Axial T2 Weighted MR image (c) shows the mass filling nasal cavity and locally aggressive in intermediate hypersignal (Red star) with areas showing characteristic curvilinear or “cerebriform” architecture witch is evocateur of inverted papilloma. MRI dissociate the tumor from obstructed secretions (Blue curved arrow)at the maxillary sinus that appear in hypersignat T1 and T2 and consistent with chronic retention.
An associated retention into mastoid cells in hypersignal T2 (Blue star).
References: Hôpital Charles Nicolle-Tunis
Fig. 20: Same patient.
Axial(a) and coronal (b) T1 Weighted images fat suppressed and injected show the mass of the nasal cavity and the maxillary sinus with heterogeneous enhancement and areas of necrosis included.
It spreads into the infratemporal fossa and infiltrates masticator space and ptérygoid muscles (Yellow arrow).
Coronal MR image shows cephalad extension of the mass through the floor of the orbit, the invasion of extraconal space and ints contact with inferior rectus muscle (yellow arrow).
Superiorly, it invades ethmoidal cells and cribriform plate without dural invasion(Red arrow).
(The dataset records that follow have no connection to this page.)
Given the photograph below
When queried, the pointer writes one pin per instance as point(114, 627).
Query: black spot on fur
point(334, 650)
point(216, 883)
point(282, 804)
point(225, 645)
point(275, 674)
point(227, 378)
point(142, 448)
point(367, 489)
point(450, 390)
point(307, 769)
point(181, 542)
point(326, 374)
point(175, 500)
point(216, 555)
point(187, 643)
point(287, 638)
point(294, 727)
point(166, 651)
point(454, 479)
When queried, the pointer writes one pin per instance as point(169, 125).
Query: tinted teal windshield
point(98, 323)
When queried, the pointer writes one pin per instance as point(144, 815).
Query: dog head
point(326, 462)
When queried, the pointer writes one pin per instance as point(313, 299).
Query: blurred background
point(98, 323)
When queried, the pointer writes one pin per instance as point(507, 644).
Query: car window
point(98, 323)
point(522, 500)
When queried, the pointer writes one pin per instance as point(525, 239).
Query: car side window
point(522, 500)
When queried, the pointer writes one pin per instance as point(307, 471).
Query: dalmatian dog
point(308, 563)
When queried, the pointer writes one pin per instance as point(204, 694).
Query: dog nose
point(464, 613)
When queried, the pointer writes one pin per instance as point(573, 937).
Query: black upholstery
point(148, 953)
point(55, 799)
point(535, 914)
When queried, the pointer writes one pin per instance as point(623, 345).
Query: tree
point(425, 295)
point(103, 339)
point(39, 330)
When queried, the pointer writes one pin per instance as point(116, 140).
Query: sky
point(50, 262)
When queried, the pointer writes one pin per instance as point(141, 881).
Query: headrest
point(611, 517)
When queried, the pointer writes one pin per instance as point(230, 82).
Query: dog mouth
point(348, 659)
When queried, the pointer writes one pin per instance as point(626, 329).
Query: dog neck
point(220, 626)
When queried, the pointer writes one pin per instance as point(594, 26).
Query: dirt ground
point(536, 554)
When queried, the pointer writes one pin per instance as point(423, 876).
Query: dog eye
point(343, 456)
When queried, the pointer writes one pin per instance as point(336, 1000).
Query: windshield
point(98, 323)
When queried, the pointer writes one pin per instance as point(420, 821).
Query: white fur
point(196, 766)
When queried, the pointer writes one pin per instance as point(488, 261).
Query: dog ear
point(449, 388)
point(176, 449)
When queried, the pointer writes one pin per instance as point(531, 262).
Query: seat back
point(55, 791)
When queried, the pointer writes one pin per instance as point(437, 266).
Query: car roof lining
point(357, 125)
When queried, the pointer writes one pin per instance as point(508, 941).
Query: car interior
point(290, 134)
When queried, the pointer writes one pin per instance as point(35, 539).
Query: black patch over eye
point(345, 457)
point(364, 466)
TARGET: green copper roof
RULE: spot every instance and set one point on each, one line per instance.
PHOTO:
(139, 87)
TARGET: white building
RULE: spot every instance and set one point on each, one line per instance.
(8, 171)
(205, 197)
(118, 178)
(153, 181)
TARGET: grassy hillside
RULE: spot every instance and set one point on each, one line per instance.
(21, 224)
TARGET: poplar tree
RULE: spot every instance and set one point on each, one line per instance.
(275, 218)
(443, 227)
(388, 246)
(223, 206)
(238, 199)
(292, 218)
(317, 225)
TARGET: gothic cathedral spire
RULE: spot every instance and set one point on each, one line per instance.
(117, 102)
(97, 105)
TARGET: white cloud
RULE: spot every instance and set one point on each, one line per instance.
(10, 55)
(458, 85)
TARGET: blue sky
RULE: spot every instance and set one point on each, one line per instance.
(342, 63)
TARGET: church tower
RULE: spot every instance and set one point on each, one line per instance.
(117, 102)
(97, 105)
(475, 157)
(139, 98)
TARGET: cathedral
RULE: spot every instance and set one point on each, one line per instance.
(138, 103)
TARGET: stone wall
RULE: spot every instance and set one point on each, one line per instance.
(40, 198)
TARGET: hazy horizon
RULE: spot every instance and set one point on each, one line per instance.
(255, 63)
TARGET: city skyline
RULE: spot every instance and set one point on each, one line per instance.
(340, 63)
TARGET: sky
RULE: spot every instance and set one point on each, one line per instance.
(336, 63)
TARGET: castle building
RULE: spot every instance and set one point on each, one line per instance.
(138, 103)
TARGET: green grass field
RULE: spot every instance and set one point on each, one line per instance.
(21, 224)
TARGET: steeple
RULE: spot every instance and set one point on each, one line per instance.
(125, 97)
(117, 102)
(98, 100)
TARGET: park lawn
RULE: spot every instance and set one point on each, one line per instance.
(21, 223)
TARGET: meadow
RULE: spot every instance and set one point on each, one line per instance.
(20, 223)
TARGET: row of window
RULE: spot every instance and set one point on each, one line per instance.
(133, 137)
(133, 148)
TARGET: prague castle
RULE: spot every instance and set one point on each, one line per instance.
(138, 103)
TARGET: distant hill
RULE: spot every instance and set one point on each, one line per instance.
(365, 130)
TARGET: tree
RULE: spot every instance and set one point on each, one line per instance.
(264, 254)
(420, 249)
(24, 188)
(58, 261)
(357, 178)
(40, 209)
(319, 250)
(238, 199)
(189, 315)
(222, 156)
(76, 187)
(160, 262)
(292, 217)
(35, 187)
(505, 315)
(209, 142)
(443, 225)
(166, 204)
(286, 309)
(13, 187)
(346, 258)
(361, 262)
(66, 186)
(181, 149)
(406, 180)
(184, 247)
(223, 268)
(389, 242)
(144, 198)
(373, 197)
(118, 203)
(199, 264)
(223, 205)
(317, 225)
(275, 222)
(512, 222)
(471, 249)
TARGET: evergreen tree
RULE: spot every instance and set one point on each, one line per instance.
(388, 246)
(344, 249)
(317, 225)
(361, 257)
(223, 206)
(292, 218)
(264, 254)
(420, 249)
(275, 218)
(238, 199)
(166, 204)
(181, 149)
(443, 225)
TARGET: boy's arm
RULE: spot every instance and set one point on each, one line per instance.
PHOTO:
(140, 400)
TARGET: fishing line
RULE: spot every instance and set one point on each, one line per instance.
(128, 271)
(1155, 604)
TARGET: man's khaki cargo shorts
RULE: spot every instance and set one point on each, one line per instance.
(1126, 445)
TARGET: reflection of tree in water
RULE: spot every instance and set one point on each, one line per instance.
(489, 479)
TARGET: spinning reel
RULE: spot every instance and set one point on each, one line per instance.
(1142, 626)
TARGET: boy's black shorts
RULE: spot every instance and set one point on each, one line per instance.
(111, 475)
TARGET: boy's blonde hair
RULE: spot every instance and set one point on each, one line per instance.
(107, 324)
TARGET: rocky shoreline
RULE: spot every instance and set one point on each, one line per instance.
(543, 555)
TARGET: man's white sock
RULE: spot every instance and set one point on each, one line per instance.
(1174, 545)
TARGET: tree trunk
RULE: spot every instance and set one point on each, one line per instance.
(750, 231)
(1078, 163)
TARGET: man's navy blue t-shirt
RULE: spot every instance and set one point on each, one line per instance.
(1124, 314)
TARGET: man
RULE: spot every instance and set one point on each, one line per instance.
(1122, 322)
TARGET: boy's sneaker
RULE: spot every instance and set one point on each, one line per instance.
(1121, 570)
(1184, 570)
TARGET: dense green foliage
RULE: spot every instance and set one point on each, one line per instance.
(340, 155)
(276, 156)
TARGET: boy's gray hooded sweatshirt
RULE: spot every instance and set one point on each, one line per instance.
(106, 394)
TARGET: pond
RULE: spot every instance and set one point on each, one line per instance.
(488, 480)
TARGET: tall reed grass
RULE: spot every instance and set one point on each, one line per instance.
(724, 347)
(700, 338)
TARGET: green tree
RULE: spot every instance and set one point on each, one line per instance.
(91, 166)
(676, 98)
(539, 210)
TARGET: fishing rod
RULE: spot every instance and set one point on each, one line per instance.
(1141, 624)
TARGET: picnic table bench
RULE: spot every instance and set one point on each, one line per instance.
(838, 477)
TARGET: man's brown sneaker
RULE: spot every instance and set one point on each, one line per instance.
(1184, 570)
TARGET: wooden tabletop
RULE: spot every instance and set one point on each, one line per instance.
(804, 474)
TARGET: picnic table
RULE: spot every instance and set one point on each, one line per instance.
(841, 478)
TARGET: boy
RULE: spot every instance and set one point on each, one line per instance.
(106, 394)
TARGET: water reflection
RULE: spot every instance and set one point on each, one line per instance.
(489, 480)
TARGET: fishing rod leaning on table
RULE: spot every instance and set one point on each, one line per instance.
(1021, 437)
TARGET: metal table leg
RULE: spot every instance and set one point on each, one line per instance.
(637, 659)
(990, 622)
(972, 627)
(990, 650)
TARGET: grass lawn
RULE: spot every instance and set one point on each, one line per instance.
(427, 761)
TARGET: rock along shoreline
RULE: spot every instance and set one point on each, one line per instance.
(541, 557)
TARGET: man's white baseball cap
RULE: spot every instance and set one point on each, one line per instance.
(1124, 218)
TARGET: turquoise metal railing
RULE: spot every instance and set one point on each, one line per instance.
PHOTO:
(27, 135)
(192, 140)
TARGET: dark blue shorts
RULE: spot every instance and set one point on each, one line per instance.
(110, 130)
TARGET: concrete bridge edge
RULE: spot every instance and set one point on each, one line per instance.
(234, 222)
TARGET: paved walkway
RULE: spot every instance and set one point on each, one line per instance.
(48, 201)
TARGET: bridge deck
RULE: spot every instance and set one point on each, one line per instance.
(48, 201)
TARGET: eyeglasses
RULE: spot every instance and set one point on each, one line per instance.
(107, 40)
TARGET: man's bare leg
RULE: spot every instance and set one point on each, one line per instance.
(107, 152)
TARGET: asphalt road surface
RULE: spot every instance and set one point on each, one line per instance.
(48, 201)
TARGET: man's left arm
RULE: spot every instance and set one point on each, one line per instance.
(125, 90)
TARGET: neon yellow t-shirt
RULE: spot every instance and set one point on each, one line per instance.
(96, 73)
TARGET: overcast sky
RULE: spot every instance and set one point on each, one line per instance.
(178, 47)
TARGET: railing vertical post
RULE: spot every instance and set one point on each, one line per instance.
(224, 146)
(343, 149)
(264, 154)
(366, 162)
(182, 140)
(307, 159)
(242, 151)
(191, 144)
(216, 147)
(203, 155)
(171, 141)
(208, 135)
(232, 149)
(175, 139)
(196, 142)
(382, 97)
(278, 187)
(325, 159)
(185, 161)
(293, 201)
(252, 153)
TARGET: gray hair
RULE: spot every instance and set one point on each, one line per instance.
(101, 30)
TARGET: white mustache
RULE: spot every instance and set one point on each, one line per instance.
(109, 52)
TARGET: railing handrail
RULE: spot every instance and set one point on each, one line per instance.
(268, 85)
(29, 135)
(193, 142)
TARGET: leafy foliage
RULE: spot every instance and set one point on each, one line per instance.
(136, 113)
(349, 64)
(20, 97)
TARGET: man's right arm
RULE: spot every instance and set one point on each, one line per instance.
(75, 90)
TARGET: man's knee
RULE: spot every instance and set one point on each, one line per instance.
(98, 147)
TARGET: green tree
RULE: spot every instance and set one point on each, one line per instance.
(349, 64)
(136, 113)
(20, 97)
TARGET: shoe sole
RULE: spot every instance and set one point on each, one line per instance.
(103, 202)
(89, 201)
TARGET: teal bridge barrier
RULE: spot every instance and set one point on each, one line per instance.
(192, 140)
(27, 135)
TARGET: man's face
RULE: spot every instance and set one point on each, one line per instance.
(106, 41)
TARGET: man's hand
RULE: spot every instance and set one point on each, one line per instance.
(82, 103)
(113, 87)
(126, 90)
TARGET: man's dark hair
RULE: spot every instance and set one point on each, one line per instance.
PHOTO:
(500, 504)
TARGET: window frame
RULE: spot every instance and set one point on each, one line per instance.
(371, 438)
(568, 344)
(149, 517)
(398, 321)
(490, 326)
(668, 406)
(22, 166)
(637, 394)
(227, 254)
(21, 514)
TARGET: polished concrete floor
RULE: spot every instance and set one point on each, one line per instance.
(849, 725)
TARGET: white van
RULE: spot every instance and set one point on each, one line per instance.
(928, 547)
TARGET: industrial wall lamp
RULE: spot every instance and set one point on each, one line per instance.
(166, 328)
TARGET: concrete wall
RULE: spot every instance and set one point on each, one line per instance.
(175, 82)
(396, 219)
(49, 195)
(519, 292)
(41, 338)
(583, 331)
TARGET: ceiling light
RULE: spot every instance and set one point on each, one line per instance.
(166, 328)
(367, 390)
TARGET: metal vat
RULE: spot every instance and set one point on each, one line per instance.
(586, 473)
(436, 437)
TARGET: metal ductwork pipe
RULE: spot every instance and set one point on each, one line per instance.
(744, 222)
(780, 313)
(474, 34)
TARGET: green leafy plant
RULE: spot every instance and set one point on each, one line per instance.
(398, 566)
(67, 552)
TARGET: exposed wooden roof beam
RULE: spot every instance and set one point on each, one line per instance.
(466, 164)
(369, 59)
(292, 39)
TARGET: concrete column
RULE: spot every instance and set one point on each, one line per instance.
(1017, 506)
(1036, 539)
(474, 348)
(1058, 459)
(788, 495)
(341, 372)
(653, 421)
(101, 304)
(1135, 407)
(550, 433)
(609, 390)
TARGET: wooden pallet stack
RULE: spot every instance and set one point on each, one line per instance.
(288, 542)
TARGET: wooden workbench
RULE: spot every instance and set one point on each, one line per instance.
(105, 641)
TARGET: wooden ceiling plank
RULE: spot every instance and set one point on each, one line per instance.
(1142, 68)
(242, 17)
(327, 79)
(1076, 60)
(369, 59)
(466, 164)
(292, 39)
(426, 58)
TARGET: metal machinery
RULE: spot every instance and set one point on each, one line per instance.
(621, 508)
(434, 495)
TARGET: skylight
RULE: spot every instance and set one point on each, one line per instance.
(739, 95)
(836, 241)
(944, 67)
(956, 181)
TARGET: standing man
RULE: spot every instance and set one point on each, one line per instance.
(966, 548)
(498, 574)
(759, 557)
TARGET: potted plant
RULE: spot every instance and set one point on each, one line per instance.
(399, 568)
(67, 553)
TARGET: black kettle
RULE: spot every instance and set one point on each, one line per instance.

Inferiorly tumor erodes the bone of the palate, the dental arch and spreads into the oropharynx.
Histological result: inversed papilloma associated with synchronous squamous cell carcinoma.
References: Hôpital Charles Nicolle-Tunis
Fig. 23: 63 years old patient followed for squamous cell carcinoma of the left frontal sinus.
Coronal(a) and axial(b) T1 Weighted fat suppressed and injected images.
Sagittal T2 Weighted MR image (c).
Ill-demarcated, heterogeneously enhanced mass with necrosis stigmas within right frontal sinus and homolateral ethmoid (arrow).Coronal post-contrast MRI image highlights invasion across the skull base and cribriform plate into the anterior cranial fossa (Blue arrow).
Obstructed secretions associated (Red curved arrow).
Since the tumor presents significant intracranial extension and spreads into orbital apex (Yellow star), it is classified T4b (No surgery).